Should Crypto Investors Worry About the Rise of Central Bank Digital Currencies?
With the arrival of the new financial revolution, it is expected that the biggest enthusiasts of the cryptocurrency will be disappointed.
Invented by Satoshi Nakamoto in 2008, Bitcoin (CRYPTO:BTC) was imagined as a standalone electronic cash payment system. This independence was a peer-to-peer payment system that was not in the hands of central banks and governments.
Today, this system has begun to cause inconvenience.
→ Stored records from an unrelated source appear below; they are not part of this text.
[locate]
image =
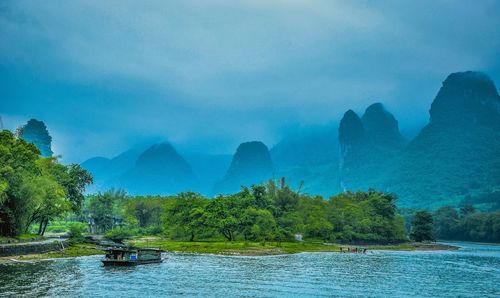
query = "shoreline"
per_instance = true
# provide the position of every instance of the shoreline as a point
(227, 249)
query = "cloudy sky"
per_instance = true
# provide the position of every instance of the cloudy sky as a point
(207, 75)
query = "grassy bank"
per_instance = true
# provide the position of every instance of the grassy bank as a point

So, for example, the US Federal Reserve is on track to develop its own cryptocurrency with a research paper coming out this summer.
Moreover, even the central bank of China is already on the verge of launching its digital currency (eYuan).
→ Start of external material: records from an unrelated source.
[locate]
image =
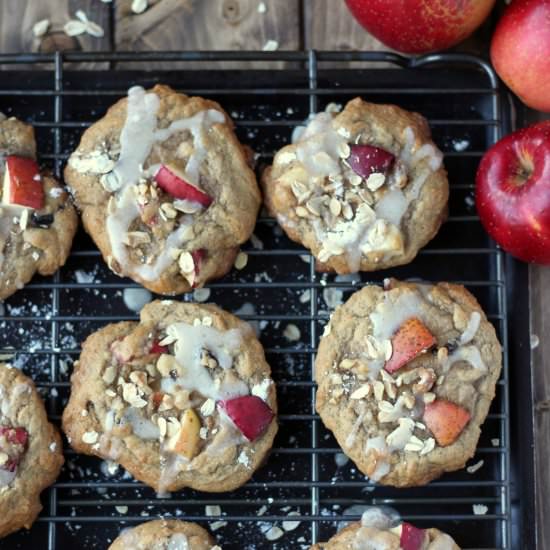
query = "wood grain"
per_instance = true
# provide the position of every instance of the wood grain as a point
(208, 25)
(539, 285)
(17, 18)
So what does this mean for the future of decentralized crypto?
Attack On Empire
However, as it is known, CBDCs have the potential to revolutionize the economy, for better or worse, so the results are hard to predict.
Let's say that when the Federal Reserve goes ahead and launches the digital US dollar (eUSD) cryptocurrency, it will have taken control by recording all consumer transactions on the network like other cryptocurrencies.
Thus, the FED will have the opportunity to calculate the fed funds rate correctly and adjust incentives (ie, a financial crisis, deadly pandemic, alien invasion, etc.) according to current conditions in order to balance the economy.
The corporate world would also benefit greatly from such a system.
For example, a blockchain analytics company can leverage these insights to calculate transactions, quickly derive its market, and share this information with industry players to develop business strategies for the year.
Should Crypto Investors Worry About the Rise of Central Bank Digital Currencies?
In this way, the Fed's eUSD will gain the opportunity to create good synergies with law enforcement and the IRS. Thus, wallets suspected of involvement in illegal transactions or criminal activities can be suspended until their owners are no longer relevant persons.
Additionally, tax evasion will be much more difficult as the IRS can cross-reference wallet transactions with the information they require from taxpayers to identify any discrepancies.
What does this mean for Bitcoin (and other cryptocurrencies)?
Also, the revolutionary potential of a CBDC network, combined with the legitimacy of government support, makes most people face the choice of their own coin. This puts it in direct competition with Bitcoin and other cryptocurrencies.
Second, many cryptocurrencies may struggle in the face of this fierce competition, as sustained price appreciation requires increased user adoption.
Decentralized cryptocurrencies may face increased regulations and restrictions as they are not part of the government-approved system.
These can cause a situation against cryptocurrencies.